In the battle between the need for national security and the sanctity of personal privacy rights, this has been a week of bombshells.
First, the Guardian disclosed a top secret order issued to Verizon to supply the National Security Agency with all of its call meta-data. Then, TCF senior fellow Barton Gellman broke the story revealing the existence of the PRISM program, which allows the NSA and the FBI to tap “directly into the central servers of nine leading U.S. Internet companies, extracting audio and video chats, photographs, e-mails, documents, and connection logs that enable analysts to track foreign targets.”
It has been nearly a dozen years since the terrorist attacks of September 11. The initial reaction of Congress to the attacks was swift—the USA Patriot Act was drafted and then signed into law by President George W. Bush less than seven weeks later, granting the U.S. government unprecedented search and surveillance powers. In the intervening years, in the name of national security, we have learned to live with removing our shoes to board a commercial flight. But as the revelations of this week show, there has also been a quieter yet more disturbing challenge: is it reasonable to expect the American people to become accustomed to the U.S. government having information on or even access to virtually all of our electronic communications?
In 2005, when the USA Patriot Act was up for reauthorization, we released Stephen J. Schulhofer’s Rethinking the Patriot Act: Keeping America Safe and Free. In that report (which can be downloaded here), Schulhofer fully recognized the need to guarantee national security, but he also noted the dangers of the use of overly broad surveillance methods:
History spotlights several distinct harms that result from conferring too much intelligence-gathering power. One of these, the loss of privacy and similar liberties, is self-evident but too often ignored. Another also is frequently forgotten. Even when government agents justifiably intrude into private domains and collect sensitive information for appropriate reasons, there remains a substantial danger that, without adequate safeguards, the information legitimately acquired will be misused for illegitimate purposes. The FBI history, unfortunately, offers far too many examples of this tendency, even in an agency largely staffed by dedicated and conscientious professionals. . . .

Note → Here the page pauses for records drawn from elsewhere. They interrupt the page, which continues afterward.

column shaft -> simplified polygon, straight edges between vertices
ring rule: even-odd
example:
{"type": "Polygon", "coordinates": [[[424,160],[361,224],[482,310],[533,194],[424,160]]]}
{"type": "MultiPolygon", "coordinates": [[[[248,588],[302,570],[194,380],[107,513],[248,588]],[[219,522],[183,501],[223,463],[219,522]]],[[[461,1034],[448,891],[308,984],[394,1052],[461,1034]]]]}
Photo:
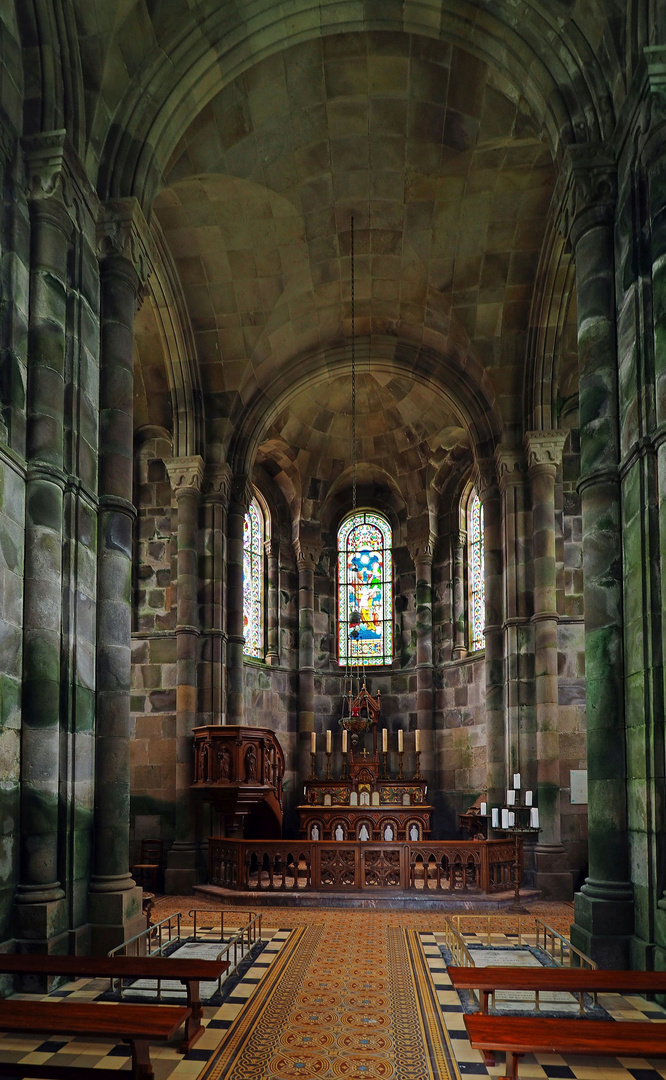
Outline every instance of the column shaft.
{"type": "Polygon", "coordinates": [[[245,477],[232,487],[227,514],[227,723],[245,720],[243,674],[243,535],[251,492],[245,477]]]}
{"type": "Polygon", "coordinates": [[[506,743],[504,640],[502,633],[502,522],[500,494],[491,461],[477,462],[476,489],[483,506],[486,594],[486,753],[488,802],[504,801],[506,743]]]}
{"type": "Polygon", "coordinates": [[[279,566],[278,557],[280,554],[280,544],[277,540],[266,541],[266,584],[267,584],[267,597],[266,597],[266,663],[267,664],[279,664],[280,663],[280,643],[278,640],[278,576],[279,566]]]}
{"type": "Polygon", "coordinates": [[[465,553],[467,551],[467,533],[462,530],[455,534],[452,545],[453,559],[453,659],[462,660],[467,656],[465,637],[465,553]]]}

The challenge now facing our nation is to create a framework for vigorous intelligence gathering and rapid initiatives in counterterrorism matters without opening the door to the abuses of the past or their contemporary equivalents. One need not fear the appointment of a new J. Edgar Hoover to worry that broad discretion to initiate surveillance, build files, and spy on dissident political and religious minorities could harm innocent individuals, stifle First Amendment freedoms, and waste limited investigative resources that, now more than ever, need to stay targeted on the most serious potential threats.
While much of Schulhofer’s report details necessary and useful provisions in the USA Patriot Act, he also suggests establishing more reasonable boundaries on government surveillance as well as guaranteeing appropriate executive branch accountability for its actions.
After the revelation of the PRISM program on Thursday, James R. Clapper, the director of national intelligence, issued a statement that said,
information collected under this program is among the most important and valuable foreign intelligence information we collect, and is used to protect our nation from a wide variety of threats. The unauthorized disclosure of information about this important and entirely legal program is reprehensible and risks important protections for the security of Americans.
A common refrain used in defense of such remarkable intrusions into personal privacy is that, as long as you are doing nothing wrong, then you have nothing to worry about. Turning that around, then, as long as programs like PRISM are “entirely legal,” then, after their disclosure, Clapper should have nothing to worry about.